Abstract
In this poster we introduce the Crossbow Engine, which resides at the heart of "The Meadow",
an educational game designed to teach students the fundamentals of computer programming in a
novel and exciting way. "The Meadow" presents a visually rich virtual environment where the
user writes programs to control the behaviour of a virtual sheep. By using modern 3D computer
graphics techniques more commonly found in computer games, we aim to provide a higher level
of graphical realism than is achieved in similar systems. The intended outcome of this is to
entice students into the subject of computer science, and to help them realise that computer
programming can be an enjoyable and rewarding experience.
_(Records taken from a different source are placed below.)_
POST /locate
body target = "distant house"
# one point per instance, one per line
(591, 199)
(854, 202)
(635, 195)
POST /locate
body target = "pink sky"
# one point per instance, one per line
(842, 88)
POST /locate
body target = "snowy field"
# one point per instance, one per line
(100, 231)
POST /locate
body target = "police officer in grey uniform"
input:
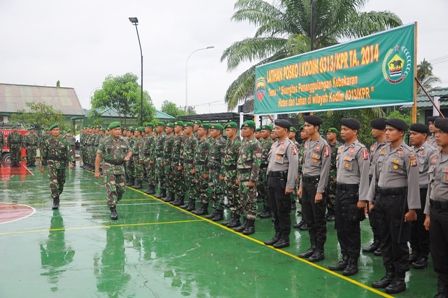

The Crossbow Engine is a work in progress, and currently offers the following engine features:
- A scene graph making use of the visitor design pattern.
- A Lua scripting interface for engine initialisation and the management of user input.
- An abstract machine for the actual control of the virtual sheep.
- A rendering engine, using the OpenGL API and the programmable graphics hardware pipeline
through NVIDIA Cg shaders.
Through scene graph nodes and a rendering visitor, the engine currently offers a variety
of modern graphical features:
- High dynamic range lighting, with an automatic exposure control inspired by the technique
used in Valve's Half-Life 2.
- A sky simulation system with user-adjustable dynamic weather and haze levels, providing
seamless transitions from clear to overcast to thunderstorm, achieved through increasing cloud
coverage, the onset and increasing intensity of rain and finally high-level inter-cloud lightning.
- Surface shaders also make use of general effects such as normal and parallax mapping, and
implementing fog/haze levels, as well as specific effects such as water puddles in the gaps
between cobble stones, or billboards that are aligned to face the camera in a vertex shader.
- A number of post-processing effects are provided, including vignette, saturation, HDR-bloom,
and depth of field, most of which are user-adjustable.
- For high-end graphics hardware, the latest version now offers floating point frame buffer
object support, and volumetric sun-beams.
Deployment of "The Meadow" is planned for later this year, when it will be used as a teaching
aid in an undergraduate degree programme.